例えば主力製品の「W」について、固定費を計上して総収益を見ると利益が出ていましたし、この製品の利益率は会社の営業利益率と同程度になっていました。しかしながら、取引先別に見てみると、採算性の悪い取引や採算の取れない取引が行われていることがわかりました。CFOはこれらの契約を解除する方針です。しかしながら、それらの取引をやめたと仮定して、全体の収益を見直してみると、他の契約の収益がマイナスになったのです。その理由は、この製品「W」の生産設備や保管施設が製品「W」のためだけのものであり、不採算の取引をなくしたとしても、この生産設備の固定費が変わらずに発生し、按分される固定費が増えるためです。この事実を知ったときに、田中さんは、CFOの考えるコストプラス法で全てを判断することが正しいわけではない、と思ったのでした。
製品「W」が取引先全体で見ると利益が出ていることは数字が示していましたが、採算性の低い取引契約を解除してしまうと、固定費が増えて製品「W」の収益性が下がってしまいます。そこで田中さんは、製品「W」の全ての取引が黒字になるように、固定費の按分方法を考え出しました。
取引先 | 数量 | 価格 | 変動費単価 | 固定費単価 | 収益 | 拠出 | 利益 | マージン比率 |
---|---|---|---|---|---|---|---|---|
ABC社 | 100 | $14.00 | $4.10 | $2.33 | $1,400 | $990 | $757 | 54.05% |
XYZ社 | 500 | $8.00 | $6.10 | $2.33 | $4,000 | $950 | $(217) | -5.42% |
Aさんが分析している案件の固定費は1,400ドル
さまざまな方法でコストを按分したため、田中さんは製品「W」の固定費について細かく注釈を記載し、CFOにレポートを提出しました。しかしながら、CFOからは「私は、製品ではなく、取引ごとの収益性の評価をお願いしたのです!」と言われ、やり直しを求められてしまいました。
次の一手
この例では、田中さんは不採算案件を調べ、それを正当化するための報告書を作成しました。基本的に、不採算案件は他の案件を収益化するためであったり、スケールメリットを持たせるためであったり、何らかの理由があってその取引を実施している場合が多く、その理由を明確に示しておく必要があります。
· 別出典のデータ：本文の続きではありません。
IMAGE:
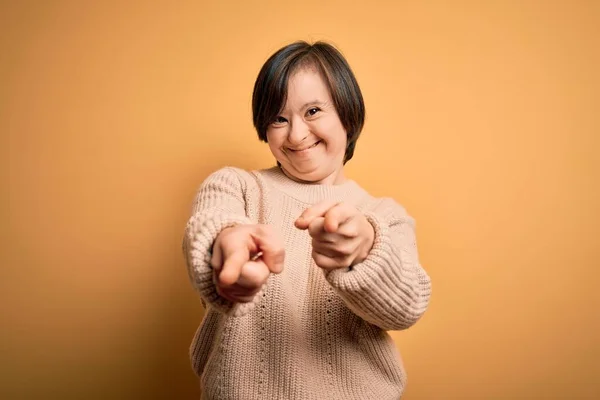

そればかりではなく、このようなお客様の例もありました。このお客様は2つの工場の間に所在し、どちらの工場からもサービスを受けることができるため、工場の生産状況によっては、送料オプションが異なる工場からサービスを受けていました。その結果、このお客様との取引にかかる送料が高くなり、採算が取れていませんでした。もし、このお客様が常に一番近い倉庫からサービスを受けていれば、送料が安定し、製品も採算が取れたのです。
では、このお客様との取引は止めるべきでしょうか。そうではなく、このお客様には送料の安い工場から配送することを受け入れていただいて、その差額をサービスで補填した方が良いかもしれません。もしくは、納期の延長を提案しても良いかもしれません。お客様がこれらの提案を受け入れていただければ、製品「W」の物流はより効率的になり、取引の収益性が向上します。
田中さんは、この製品「W」の販売戦略の強みと弱みを理解する上で何にどれくらいコストがかかっているのかを細かく把握することが非常に有益であることに気づきました。しかし、コストプラス価格が絶対だと盲目的に思いこんでいれば、経営判断の誤りに気づくことはなかったでしょう。